= Seifu Makonnen =

Ethiopian boxer (1952–2020)

Seifu Makonnen in 1976 preparing for Montreal Olympics

Seifu Makonnen (11 June 1952 - 15 June 2020), known by the nickname Tibo, was a two-time Olympic boxer from Ethiopia.

==Biography==
He was born in Aleltu, in the province of Showa. By the age of 12, he already showed athletic prowess as a bodybuilder. In 1971, inspired by Muhammad Ali, he became a boxer. An American coach, Edward Simon, recognized Makonnen's ability and welcomed Makonnen into his classes.

Makonnen then fought exhibition bouts in front of as many as 50,000 people at His Imperial Majesty Haile Selassie Stadium. In August 1972, the Ethiopian Olympic Committee chose Makonnen for the team at the 1972 Munich Olympics as a light heavyweight. Awarded a scholarship by the German Sports Ministry, Makonnen went to Berlin two months early to train in the 1936 Berlin Olympic Stadium. While in Germany, he fought 10 exhibition fights and finished a course of studies in exercise science. At the 1972 Olympics, he lost his only bout to Harald Skog of Norway on points. Makonnen ended in an eight-way tie for ninth place out of 28 fighters in the Olympic finals. He earned the nickname Tibo, which means knockout in Amharic. In 1974 he was imprisoned by the Derg regime for several months.

In 1976, Makonnen was again selected for the 1976 Summer Olympics in Montreal and many said he was a medal hope, but he was unable to compete because of the African boycott of the Olympics. His scheduled bout with Robert Burgess of Bermuda was listed as a walk-over (not available to compete). Makonnen received awards and recognition from His Imperial Majesty Haile Selassie of Ethiopia, president Jomo Kenyatta of Kenya, president Idi Amin of Uganda, and president Julius Nyerere of Tanzania.

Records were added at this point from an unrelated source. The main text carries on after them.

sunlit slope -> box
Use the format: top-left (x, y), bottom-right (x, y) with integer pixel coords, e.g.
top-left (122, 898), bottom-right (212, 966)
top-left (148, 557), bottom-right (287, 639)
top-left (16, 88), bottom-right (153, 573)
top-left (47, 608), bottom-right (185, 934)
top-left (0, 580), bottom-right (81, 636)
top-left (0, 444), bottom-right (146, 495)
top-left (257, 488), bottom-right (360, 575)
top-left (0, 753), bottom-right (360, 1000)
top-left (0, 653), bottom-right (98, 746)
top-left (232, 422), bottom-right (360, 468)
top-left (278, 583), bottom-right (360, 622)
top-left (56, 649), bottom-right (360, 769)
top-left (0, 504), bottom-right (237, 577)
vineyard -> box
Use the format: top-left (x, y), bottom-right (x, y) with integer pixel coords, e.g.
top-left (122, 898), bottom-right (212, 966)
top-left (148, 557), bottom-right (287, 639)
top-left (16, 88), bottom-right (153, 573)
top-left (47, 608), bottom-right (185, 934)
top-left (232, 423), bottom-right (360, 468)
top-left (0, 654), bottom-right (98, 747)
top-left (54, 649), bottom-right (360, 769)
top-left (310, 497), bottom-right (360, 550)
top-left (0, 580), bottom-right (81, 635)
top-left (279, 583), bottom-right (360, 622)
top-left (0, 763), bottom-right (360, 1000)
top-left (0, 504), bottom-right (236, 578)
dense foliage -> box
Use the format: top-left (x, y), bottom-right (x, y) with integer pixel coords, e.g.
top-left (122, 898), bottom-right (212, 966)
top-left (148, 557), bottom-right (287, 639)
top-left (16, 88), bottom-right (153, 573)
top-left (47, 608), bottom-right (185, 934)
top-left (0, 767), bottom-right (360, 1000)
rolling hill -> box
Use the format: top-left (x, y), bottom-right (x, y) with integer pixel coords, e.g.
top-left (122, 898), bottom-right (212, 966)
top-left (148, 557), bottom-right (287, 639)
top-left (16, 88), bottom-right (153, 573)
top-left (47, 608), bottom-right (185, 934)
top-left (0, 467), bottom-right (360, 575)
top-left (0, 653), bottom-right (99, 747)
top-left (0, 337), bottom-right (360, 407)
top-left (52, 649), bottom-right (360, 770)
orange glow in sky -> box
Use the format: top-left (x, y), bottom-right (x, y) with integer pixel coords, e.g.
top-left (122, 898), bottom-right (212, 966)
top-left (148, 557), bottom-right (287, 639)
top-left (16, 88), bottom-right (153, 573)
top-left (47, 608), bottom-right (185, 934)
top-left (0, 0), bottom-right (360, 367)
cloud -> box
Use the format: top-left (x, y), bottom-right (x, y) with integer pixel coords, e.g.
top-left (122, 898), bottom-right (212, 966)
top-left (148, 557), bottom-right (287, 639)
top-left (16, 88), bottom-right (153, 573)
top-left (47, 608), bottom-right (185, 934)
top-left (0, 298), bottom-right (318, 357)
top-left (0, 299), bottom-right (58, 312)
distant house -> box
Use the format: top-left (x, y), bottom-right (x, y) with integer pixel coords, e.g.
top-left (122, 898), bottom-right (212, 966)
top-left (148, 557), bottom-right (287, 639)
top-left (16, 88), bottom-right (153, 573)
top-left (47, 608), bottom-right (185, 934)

After 1976, Makonnen fought and won in Russia and throughout Africa, then returned to Ethiopia as a national trainer. In 1980, he moved to the United States and trained athletes in many sports, including track & field and soccer, as well as boxing. Makonnen started a weekly sports radio program in Amharic for the Ethiopian community in Washington, DC, interviewing more than 180 people over the years. In the mid-1980s he moved to Los Angeles where he co-founded the Dengel Mariam Orthodox Church, serving on their board from 1986-93. He was also active in support of the Los Angeles Ethiopian soccer team. Until 2006, he hosted a weekly Ethiopian Olympic sports program on New World Radio (WUST 1120 AM). Makonnen led an annual celebration of the anniversary of Abebe Bikila's Olympic Marathon victories.

Makonnen died in Los Angeles after a long illness with diabetes.